Images or image sequences obtained with digital cameras do not contain any film grain, since there is no film and hence no grains within the film. However, a number of photographers or movie directors prefer the ‘old look’ of analog films. Therefore, artificial film grain has sometimes been used, e.g. for HD-DVD (High Density Digital Versatile Disc). Also some image processing applications for personal computers offer the possibility to add artificial film grain to digital images.
In this regard, U.S. Pat. No. 6,269,180 describes a method for compositing images derived from cinematographic film with video images or computer generated images. Color variations due to film grain are determined for film images. A similar level of variation is applied to the video images or computer generated images. In this way it is possible to add grain to non-filmed images so as to match said images to images derived from film.
Up to now artificial film grain has mainly been used for 2D images or image sequences. However, US 2009/0102914 discloses a method for storing stereoscopic 3D video on a DVD (Digital Versatile Disc) in the form of standard video data combined with enhancement data. Film grain is removed from the enhancement data and stored as metadata on the disc. During playback the film grain is re-inserted in the enhancement data. This allows for an increased coding efficiency. No specific information is given how the film grain is re-inserted in the enhancement data, and if or how film grain is treated in the standard video data.
US 2009/0160931 describes a method for image processing that supports a stereoscopic presentation. An image processing is applied in common to the two images of a stereoscopic image pair. In order to match a visual appearance of the images for a stereoscopic presentation the two images are compared. If necessary, at least one of the images is adjusted by adjusting parameters of at least one of the image capturing components providing the images. No information is given whether this processing is also applicable to film grain in the two images.
In any case, for stereoscopic 3D or multi-view images or image sequences it has been found that film grain, be it artificial or, in case of analog film, actual film grain, often leads to a rather unpleasant viewing experience.

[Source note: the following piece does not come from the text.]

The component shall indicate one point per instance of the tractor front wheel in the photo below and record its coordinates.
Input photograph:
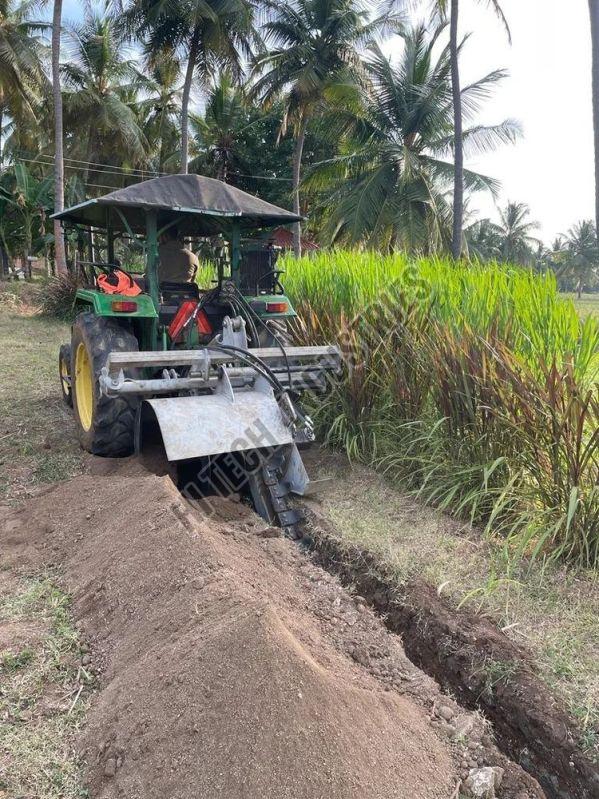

For example, when different grain is added to the different views that are presented to a viewer, the grain is unfusable by the viewer. If the same grain is added to both views, then the viewer experiences a flat blanket of grain in the convergence plane, i.e. a wall of grain. Therefore, it is generally preferred not to add any film grain to stereoscopic or multi-view images and to remove any actual film grain by filtering. However, in an interview in the Web Portal HD HEAD it has been proposed to convert the grain in such way that it has the same depth as the object it occludes. The visual effect is that the surfaces are grainy (http://www.hdhead.com/?p=279). Unfortunately, no information is given how this can be achieved. Also, due to incomplete depth information this solution is likely to generate a rather large amount of grain artifacts.
WO 2011/142734 discloses a method for applying film grain to stereoscopic images. First film grain is added to a first view in dependence of depth values derived from a depth map. The film grain is then warped and added to the second view. Finally, holes are filled with further film grain based on the depth values for the second view.